Qualche campanello di allarme inizia a suonare anche in Europa, dove però l’inflazione al momento “morde” di meno (siamo al 4,1%, con la Commissione Europea che prevede, per l’anno che sta per chiudersi, il 2,4%, che poi dovrebbe scendere al 2,2% l’anno prossimo). Senza dubbio la BCE non vede la necessità, almeno per tutto il 2022, di interventi di maggior rigore, prevedendoli, per ora, a partire dal 2° semestre del 2023. Probabilmente questa valutazione, oltre che da un livello di inflazione ancora assolutamente gestibile, nasce anche dalla considerazione che nel 2010-11 l’allora Presidente Trichet, spaventato dalla possibilità di un veloce surriscaldamento dell’economia, avvio un rialzo dei tassi che si dimostrò “mortifero”, che portò ad una situazione opposta, fin quasi, come tutti ricordiamo, a far “implodere” l’€, salvato dall’ormai storico “whatever it takes” di Draghi. Di certo il vento sta cambiando. Tornando alla domanda di partenza, il dilemma oggi, da parte delle Banche Centrali (e dei Governi)è se e quanto pigiare ancora l’acceleratore, andare avanti con il freno motore o, invece, iniziare a tirare il freno a mano. L’abilità, evidentemente, sarà quella di politiche monetarie ed economiche non così “rigide”, ma che si “modellano” alle situazioni che di volta in volta ci troveremo ad affrontare. Fermo restando che il mondo intero non è ancora uscito dall’incubo: e questo è la vera variabile che ci troviamo ad affrontare (più di 50.000 contagi ieri in Germania…).
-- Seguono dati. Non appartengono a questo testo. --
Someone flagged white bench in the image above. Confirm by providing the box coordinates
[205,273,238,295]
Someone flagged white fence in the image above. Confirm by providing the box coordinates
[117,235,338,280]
Mercati asiatici positivi nell’ultimo giorno della settimana. Nikkei + 1,13%, Hong Kong + 0,37%, Shanghai + 0.13%. Spicca nuovamente Evergrande, in rialzo dell’11%. In evidenza anche Alibaba: ieri in Cina era il “single day”, la giornata dedicata agli acquisti dei “singoli” (chissà su quali basi viene certificato lo status di single….). Il leader dello shopping online cinese ha realizzato oltre $ 84,5 MD di vendite, ben superiori ai $ 74 MD dell’anno scorso.
Futures moderatamente positivi anche questa mattina.
Petrolio in leggero calo, con il WTI a $ 81; maggiore il calo del gas naturale (– 1,22%), che però “tiene” i $ 5.
Oro ai massimi da 5 mesi, a $ 1.861, sulla spinta dei dati di un’inflazione ben sopra i livelli di guardia.
Scivola lo spread, che si porta a 118 bp, per un BTP ad un rendimento di nuovo vicino all’1% (0,96%). Si chiude oggi, a proposito di BTP, il collocamento del BTP Futura, con risultati sotto le attese; a ieri la raccolta era di poco superiore ai 3MD. La precedente emissione portò nelle casse del Tesoro € 5,48MD.
Ancora in rafforzamento il $, che fa registrare 1.145 verso €.
Senza particolare voglia il bitcoin, che “naviga” sempre intorno ai $ 64.000.
Ps: domenica si chiuderà un’epoca. The “doctor” Valentino Rossi correrà la sua ultima gara di moto GP. In circa 25 anni di carriera, ha vinto qualcosa come 9 titoli mondiali, 115 vittorie, 235 podi, di cui 199 in Moto GP. Non so se è il più grande di tutti i tempi (molti di noi ricordiamo un “certo” Giacomo Agostini…va detto, però, che all’epoca molti piloti correvano in 2 classi, al 350cc e la 500cc, e Agostini era tra questi). Di certo il “più” personaggio e forse lo sportivo italiano più famoso di sempre. Grande Vale!